Washington, July 19: From a media perspective, Donald Trump failed to stick the landing at the Republican convention that nominated him as its presidential candidate for a third time.
His acceptance speech, which exceeded 90 minutes and stretched past midnight Eastern time into Friday, won him wide praise for its vivid recounting of last weekend’s assassination attempt yet switched gears into something resembling what most of his supporters see regularly on the campaign trail.
“The ‘new’ Donald Trump soothed and silenced the nation for 28 minutes last night,” Axios’ Zachary Basu wrote on Friday. “Then the old Trump returned and bellowed, barked and bored America for 64 minutes more.”

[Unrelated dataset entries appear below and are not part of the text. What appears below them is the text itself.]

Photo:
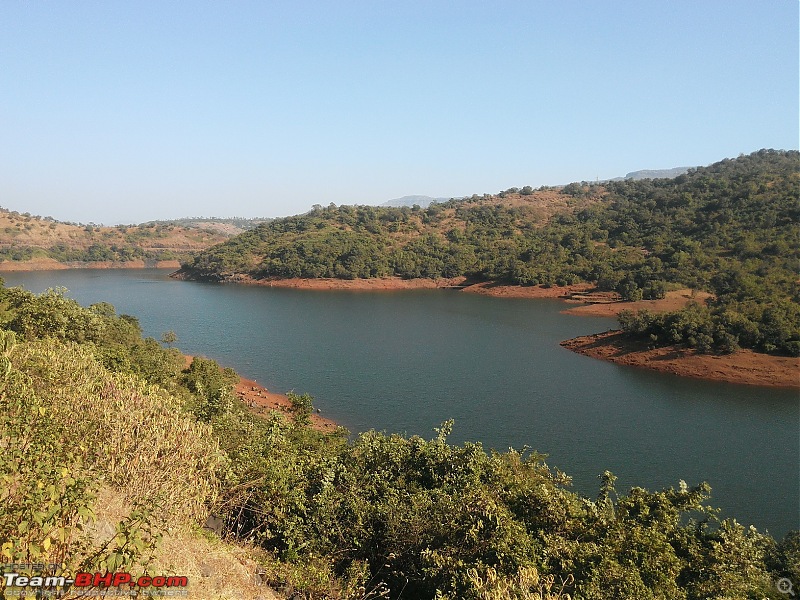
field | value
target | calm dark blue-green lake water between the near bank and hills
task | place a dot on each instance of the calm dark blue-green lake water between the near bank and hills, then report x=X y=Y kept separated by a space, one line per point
x=407 y=361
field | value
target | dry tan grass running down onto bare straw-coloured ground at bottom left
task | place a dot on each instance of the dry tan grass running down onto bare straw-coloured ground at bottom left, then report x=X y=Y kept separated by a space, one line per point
x=143 y=452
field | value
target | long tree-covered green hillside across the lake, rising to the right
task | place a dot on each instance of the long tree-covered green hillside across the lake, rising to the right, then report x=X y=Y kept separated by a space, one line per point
x=729 y=229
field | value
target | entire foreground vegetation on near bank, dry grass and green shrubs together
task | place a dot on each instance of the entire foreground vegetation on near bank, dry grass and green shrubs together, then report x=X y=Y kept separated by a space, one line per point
x=86 y=403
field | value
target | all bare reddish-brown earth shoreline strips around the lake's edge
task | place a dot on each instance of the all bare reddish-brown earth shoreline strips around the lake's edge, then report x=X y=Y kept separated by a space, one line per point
x=747 y=368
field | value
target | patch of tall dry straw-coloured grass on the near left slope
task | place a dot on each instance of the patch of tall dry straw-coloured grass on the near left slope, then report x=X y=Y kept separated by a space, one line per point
x=135 y=434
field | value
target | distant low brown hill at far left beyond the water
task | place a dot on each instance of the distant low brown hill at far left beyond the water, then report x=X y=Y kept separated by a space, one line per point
x=27 y=240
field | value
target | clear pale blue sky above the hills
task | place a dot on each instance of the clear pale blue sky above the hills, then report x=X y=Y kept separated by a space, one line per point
x=117 y=112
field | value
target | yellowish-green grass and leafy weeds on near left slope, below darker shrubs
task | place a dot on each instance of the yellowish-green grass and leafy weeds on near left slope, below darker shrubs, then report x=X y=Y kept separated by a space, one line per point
x=68 y=427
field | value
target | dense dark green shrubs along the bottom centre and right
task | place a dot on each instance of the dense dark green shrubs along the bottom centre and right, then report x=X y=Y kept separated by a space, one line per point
x=428 y=519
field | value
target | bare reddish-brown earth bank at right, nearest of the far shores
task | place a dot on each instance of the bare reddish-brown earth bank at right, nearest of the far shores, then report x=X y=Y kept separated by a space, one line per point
x=743 y=367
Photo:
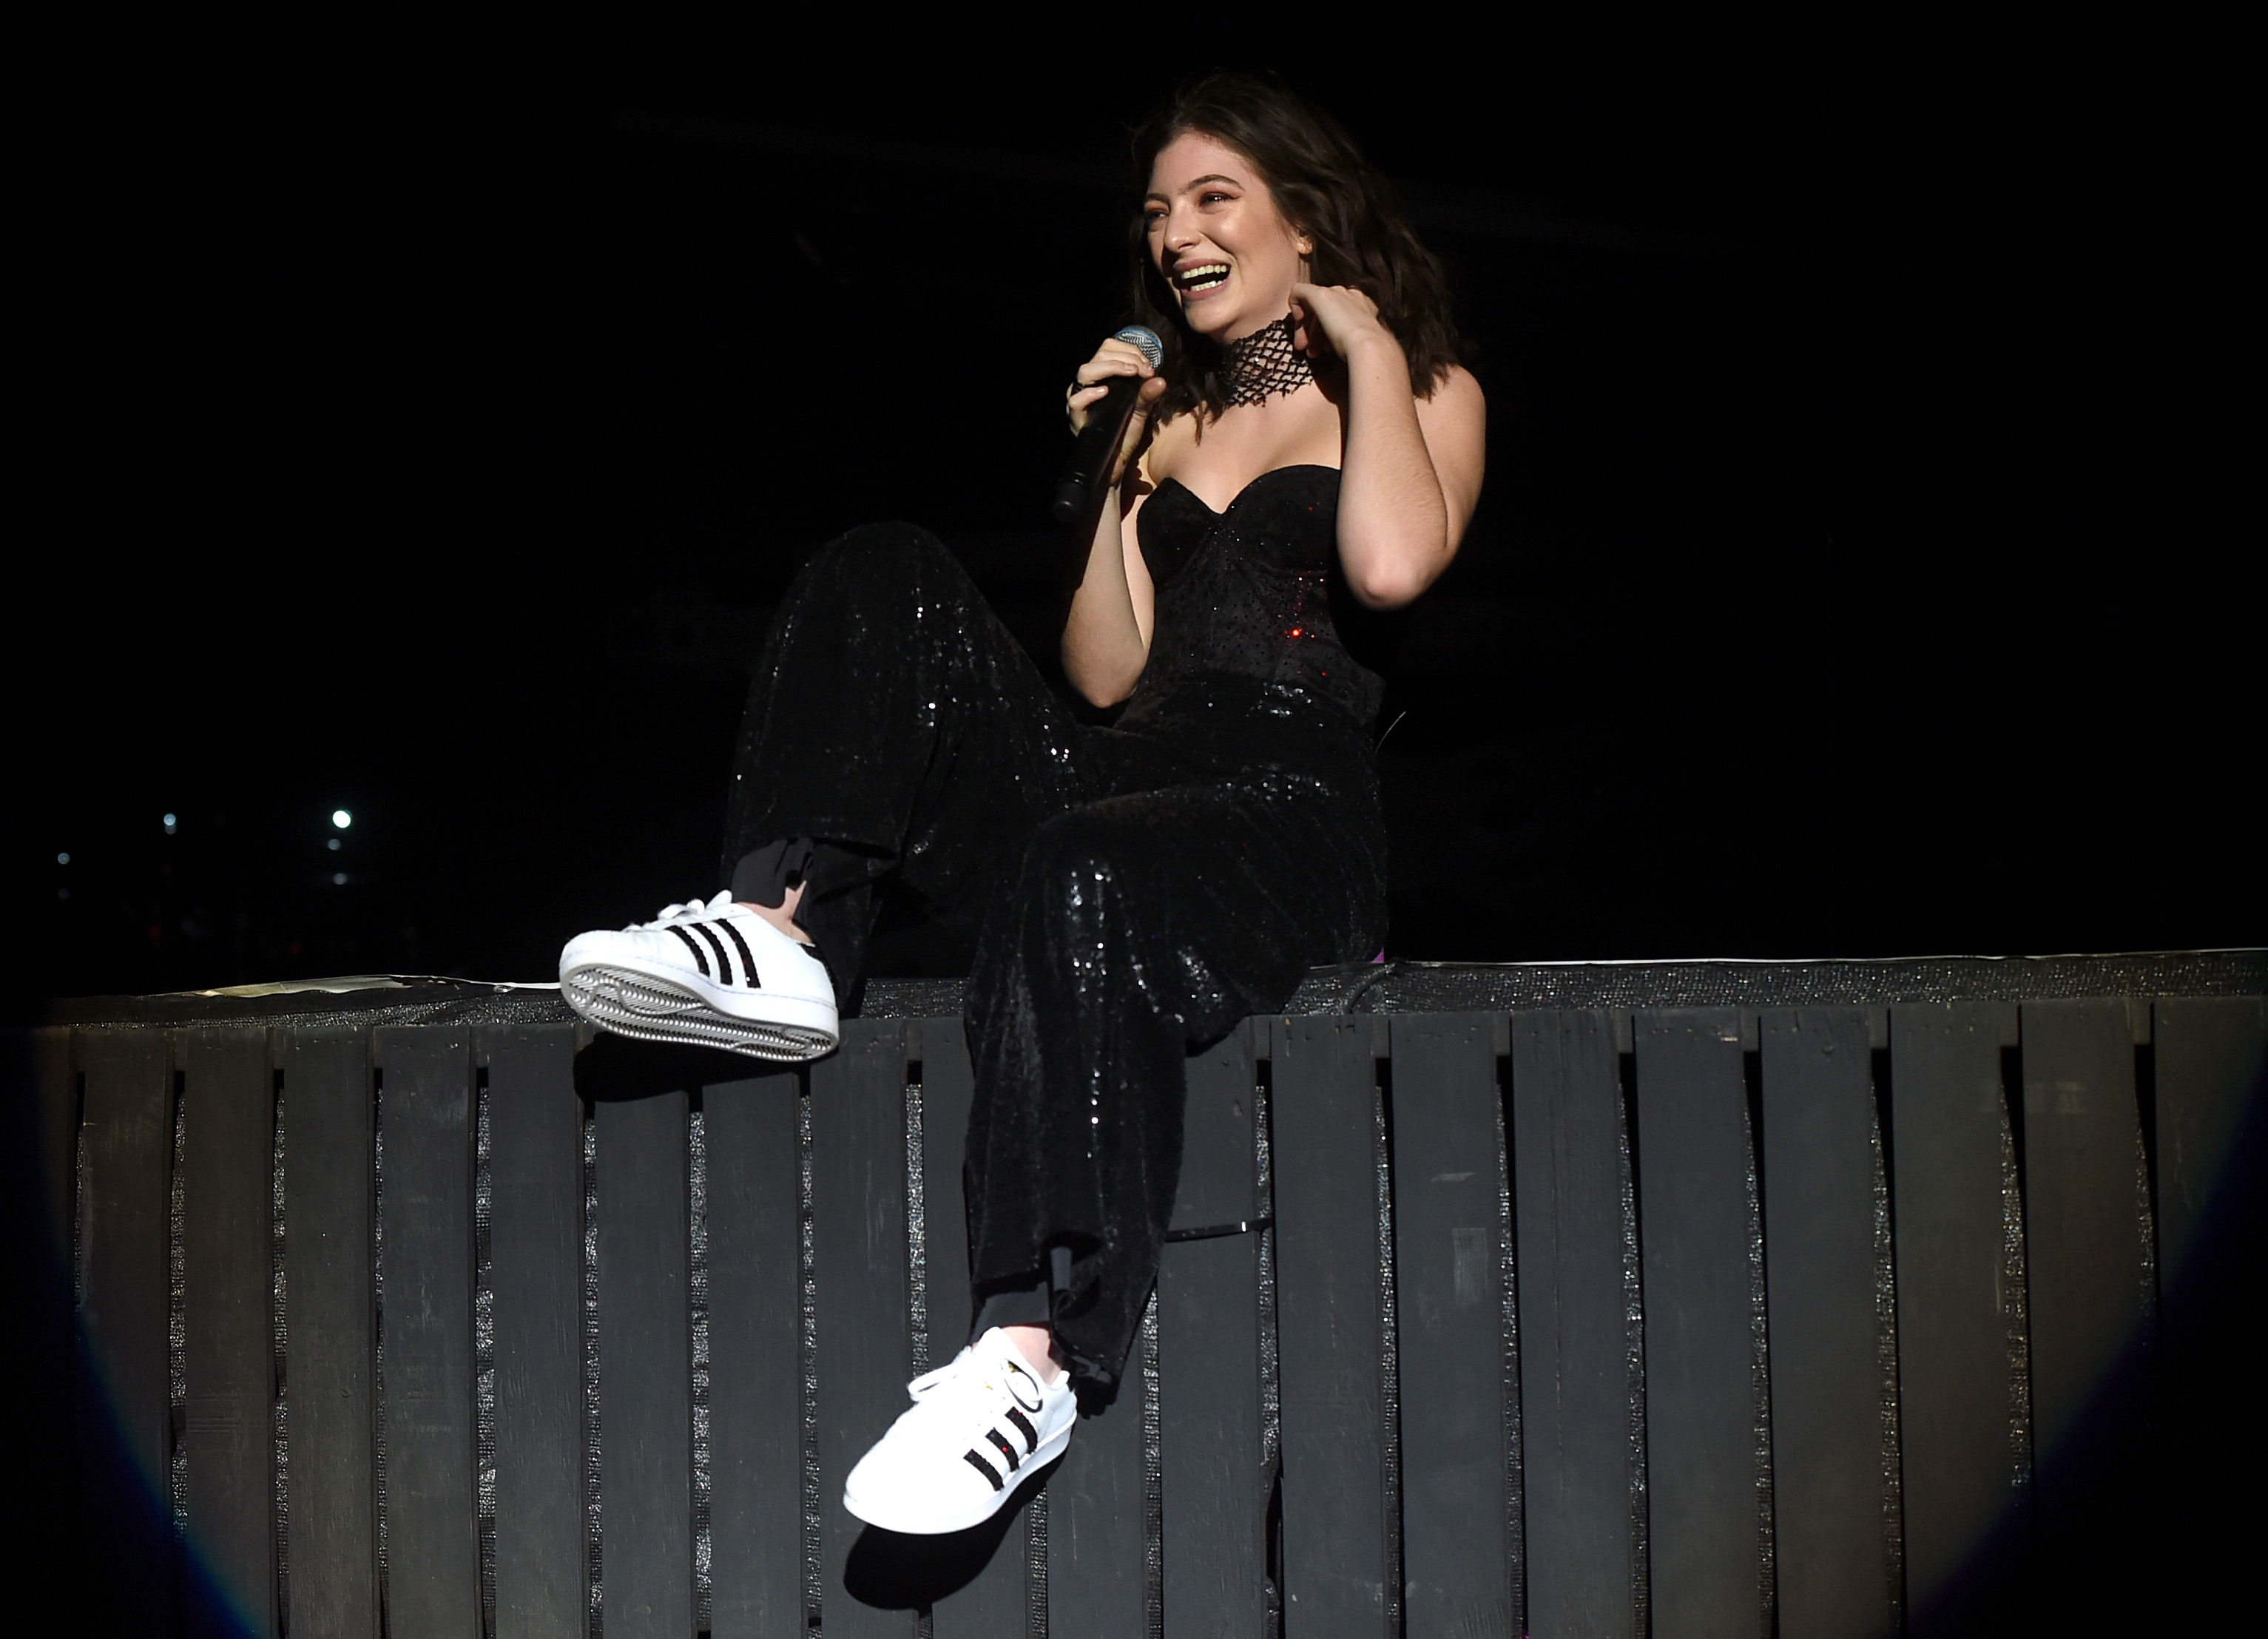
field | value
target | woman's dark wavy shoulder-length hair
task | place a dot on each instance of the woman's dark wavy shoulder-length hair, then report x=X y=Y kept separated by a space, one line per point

The convention was received as a well-run display of unity surrounding the Republican ticket of Trump and vice presidential candidate JD Vance. Conservative media figure Tucker Carlson may be biased — he spoke from the convention stage on Thursday — but he was giddy and giggly about what he had seen. “I’ve never been to a more fun convention or a convention with better vibes,” he said.
Trump began in subdued tones as he talked about a bullet slamming into his ear at a political rally in Pennsylvania. He indulged in dramatic political theater: walking over to kiss the helmet on a displayed uniform of retired firefighter Corey Comperatore, who was killed by the assassin’s bullet intended for the former president.
Trump’s speech had been billed as a call to unity where President Joe Biden’s name wasn’t going to be mentioned, but instead the Democrat’s name came up twice after Trump switched gears. Vanity Fair said the address “gave America whiplash.”
NBC News reporter Garrett Haake, stationed on the convention floor, reported that “in the first half I saw a lot of wet eyes. In the second half I saw a lot of closed eyes.”
The New York Times said in a headline Friday that Trump had struggled to turn the page on “American carnage,” the attention-getting phrase from his 2017 inaugural as president. “On the last night of the GOP convention on Thursday, Donald J. Trump promised to bridge political divides, and then returned to delighting in deepening them.”
Similarly, the Washington Post’s Isaac Arnsdorf and Josh Dawsey wrote that Trump had wrapped “a fresh gesture toward unity around the same dark view of American decline and loathing for political opponents and immigrants that have defined his nine-year political career and transformed the GOP.”